If the reasons for counsel’s
conduct at trial do not appear in the record and it is at least possible that
the conduct could have been grounded in legitimate trial strategy, we will
defer to counsel’s decisions and deny relief on an ineffective assistance claim
on direct appeal. Id. To warrant reversal when trial counsel has not
been afforded an opportunity to explain those reasons, the challenged conduct
must be “‘so outrageous that no competent attorney would have engaged in it.’”
Roberts v. State, 220 S.W.3d 521, 533-34 (Tex. Crim. App. 2007), cert.
denied, 552 U.S. 920 (2007) (quoting Goodspeed v. State, 187 S.W.3d
390, 392 (Tex. Crim. App. 2005)). A vague, inarticulate sense that counsel
could have provided a better defense is not a legal basis for finding counsel
constitutionally deficient. Bone v. State, 77 S.W.3d 828, 836 (Tex. Crim.
App. 2002).
Appellant argues that her trial counsel was ineffective
because he did not “bother to cross-examine” DFPS’s sole witness, Hayes. Appellant
argues that her trial counsel should have asked the following:
Ms.
Hayes testified about a recommended follow through after Appellant’s psychological
examination but has not asked what. She testified without details in the
visits of Appellant, nothing about whether Appellant was appropriate. Nothing
was asked about her moves, or why she was unstable and why she had an inability
to care for the children. Nothing was asked for details on why [D.D.C.] and [S.L.H.C.]
are thriving.
Contrary to appellant’s assertion, appellant’s trial
counsel questioned Hayes at trial.
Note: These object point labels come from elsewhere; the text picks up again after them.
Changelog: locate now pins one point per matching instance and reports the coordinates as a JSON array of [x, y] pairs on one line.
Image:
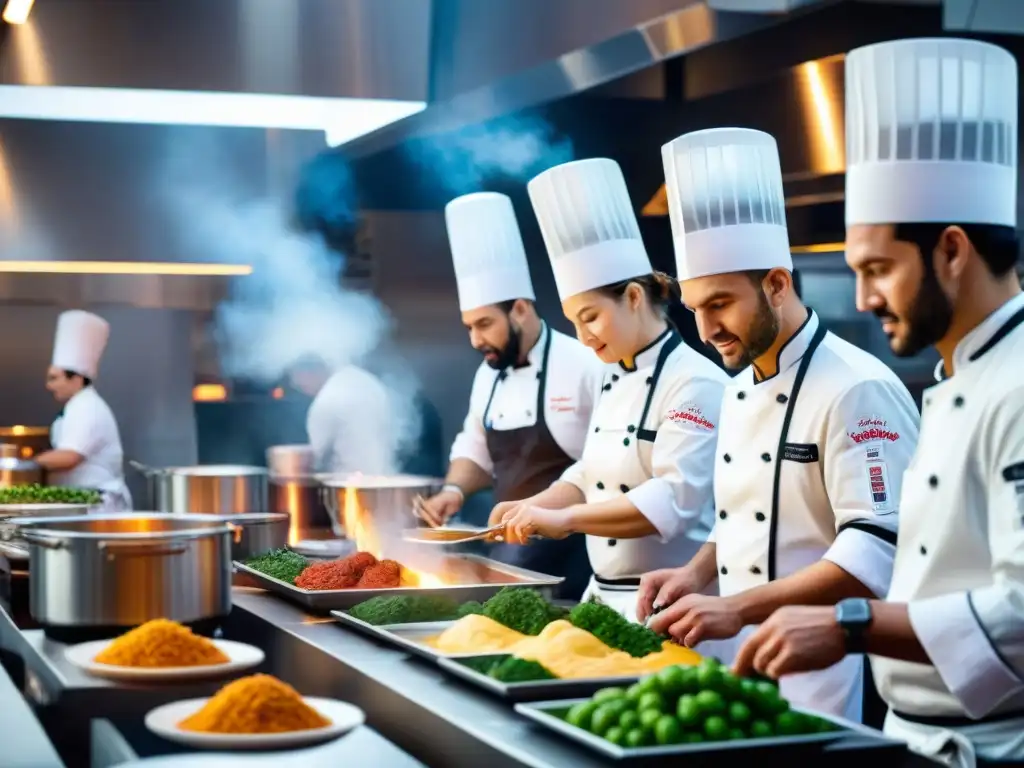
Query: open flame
[[359, 527]]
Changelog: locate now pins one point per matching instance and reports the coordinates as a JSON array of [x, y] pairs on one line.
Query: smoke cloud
[[516, 148], [293, 305]]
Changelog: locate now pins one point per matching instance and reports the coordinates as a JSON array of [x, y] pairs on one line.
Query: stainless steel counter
[[436, 720]]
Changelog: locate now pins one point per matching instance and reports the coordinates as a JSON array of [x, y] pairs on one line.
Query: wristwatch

Appellant’s trial counsel asked Hayes if
she had had any recent contact with appellant; Hayes testified that she had
not. This testimony was consistent with evidence that had been introduced
indicating that appellant had not provided DFPS with her current contact
information. Appellant’s trial counsel also questioned Hayes regarding
placement of the children with a maternal relative as requested by appellant.
Appellant cannot satisfy Strickland’s first
prong by showing by a preponderance of the evidence that trial counsel’s
representation fell below an objective standard of reasonableness based on prevailing
professional norms. See Rivera-Reyes, 252 S.W.3d at 788-89. Appellant
failed to specify what testimony would have been introduced by asking the above
referenced questions. Further, the record contains no evidence regarding the
trial strategy of appellant’s trial counsel. Therefore, the record does not
rebut the presumption that trial counsel’s actions and decisions were
reasonably professional and were motivated by sound trial strategy. See id.
We overrule appellant’s third issue.
Conclusion
We affirm the trial court’s judgment.